Iran is threatening to restart deactivated centrifuges, 14 months after the White House withdrew from a deal to freeze Tehran’s progress toward a nuclear weapon. “The threats, made by the spokesman for Tehran’s nuclear agency, would go far beyond the small steps Iran has taken in the past week to nudge its stocks of fissile material just beyond limits in the nuclear pact,” Reuters writes.
What’s new here: Iran has begun “enriching uranium at 4.5% on Monday, according to state media, above the 3.67% purity allowed under the deal,” the Wall Street Journal writes. “The move inches Iran along a path that could allow it to produce enough fissile material for a nuclear weapon over the next year. It also raises the odds that European parties to the pact will trigger a dispute procedure in the accord that could end with international sanctions being reimposed on Tehran.”
What this means, according to the Associated Press: “While Iran’s recent measures to increase enrichment and break its low-enriched uranium stockpile limit could be easily reversed, Europe has struggled to respond, even after getting a 60-day warning that the increase was coming.”

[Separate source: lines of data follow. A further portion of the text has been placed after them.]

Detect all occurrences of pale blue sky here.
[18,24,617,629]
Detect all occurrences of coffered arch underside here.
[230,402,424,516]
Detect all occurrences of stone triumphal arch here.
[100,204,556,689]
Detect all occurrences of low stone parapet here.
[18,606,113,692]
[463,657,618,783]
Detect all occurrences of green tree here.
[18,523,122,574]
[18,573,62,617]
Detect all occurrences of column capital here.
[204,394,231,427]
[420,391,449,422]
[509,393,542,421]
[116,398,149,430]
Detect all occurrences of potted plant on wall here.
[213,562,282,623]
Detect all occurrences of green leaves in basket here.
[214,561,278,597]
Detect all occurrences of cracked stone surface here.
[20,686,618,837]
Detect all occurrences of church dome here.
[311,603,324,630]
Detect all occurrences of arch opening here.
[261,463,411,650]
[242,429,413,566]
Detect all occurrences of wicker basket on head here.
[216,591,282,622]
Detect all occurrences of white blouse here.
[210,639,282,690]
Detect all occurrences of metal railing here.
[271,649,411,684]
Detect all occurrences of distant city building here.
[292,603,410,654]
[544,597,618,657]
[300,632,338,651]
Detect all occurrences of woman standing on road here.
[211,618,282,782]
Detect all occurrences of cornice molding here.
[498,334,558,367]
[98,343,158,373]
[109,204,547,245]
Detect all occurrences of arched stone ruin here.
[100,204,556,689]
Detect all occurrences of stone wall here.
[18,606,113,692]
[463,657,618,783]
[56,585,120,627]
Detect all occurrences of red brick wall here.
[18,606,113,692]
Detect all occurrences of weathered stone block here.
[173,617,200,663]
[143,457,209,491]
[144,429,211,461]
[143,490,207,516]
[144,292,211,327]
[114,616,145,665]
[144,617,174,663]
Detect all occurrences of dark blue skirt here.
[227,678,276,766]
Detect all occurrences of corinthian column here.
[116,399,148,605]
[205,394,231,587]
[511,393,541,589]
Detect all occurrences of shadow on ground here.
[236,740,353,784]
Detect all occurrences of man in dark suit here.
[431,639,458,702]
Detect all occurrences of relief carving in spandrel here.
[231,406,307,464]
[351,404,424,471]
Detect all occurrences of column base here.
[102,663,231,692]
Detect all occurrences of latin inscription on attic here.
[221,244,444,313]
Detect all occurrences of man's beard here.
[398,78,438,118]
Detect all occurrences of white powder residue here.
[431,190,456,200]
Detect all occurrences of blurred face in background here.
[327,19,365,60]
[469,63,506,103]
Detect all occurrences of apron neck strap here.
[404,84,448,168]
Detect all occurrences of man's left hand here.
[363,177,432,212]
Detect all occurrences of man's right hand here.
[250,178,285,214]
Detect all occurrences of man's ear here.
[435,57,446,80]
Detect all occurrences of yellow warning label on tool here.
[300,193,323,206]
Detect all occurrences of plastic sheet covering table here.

Said President Trump on Sunday: “Iran better be careful… Iran is doing a lot of bad things,” he said. “The way they want it they would have automatic rights to have nuclear weapons. Iran will never have a nuclear weapon.”
For what it’s worth, ordinary Iranians are bracing for an extended crisis as “prices for basic goods have skyrocketed” and Iran’s economy is “expected to shrink for the second consecutive year and inflation could reach 40 percent,” Reuters reports.
Meantime, Iran’s foreign ministry accused Britain of “piracy, pure and simple” today after British authorities seized an oil tanker in Gibraltar last week. According to Reuters, “British Royal Marines impounded the tanker in Gibraltar on Thursday on suspicion it was carrying oil to Syria in violation of European Union sanctions. Iran denies the vessel was headed to Syria.” Here’s a public statement on the seizure from the Gibraltar government.
Iran’s next move could include “another, third step away from the deal within 60 days but has so far held back from formally announcing what it plans,” Reuters writes. Those next moves could involve “enriching uranium to 20% purity or beyond, and restarting IR-2 M centrifuges that were dismantled as one of the deal’s core aims… Enriching uranium up to 20% purity would be a dramatic move, since that was the level Iran had achieved before the deal was put in place, although back then it had a far larger stockpile than it is likely to be able to rebuild in the short term.” Read on, here.
From Defense One
UK Defense Secretary: We Need a Stronger NATO Now More Than Ever // Penny Mordaunt: Penny Mordaunt recaps June’s NATO ministerial and looks ahead to the December NATO Summit in London.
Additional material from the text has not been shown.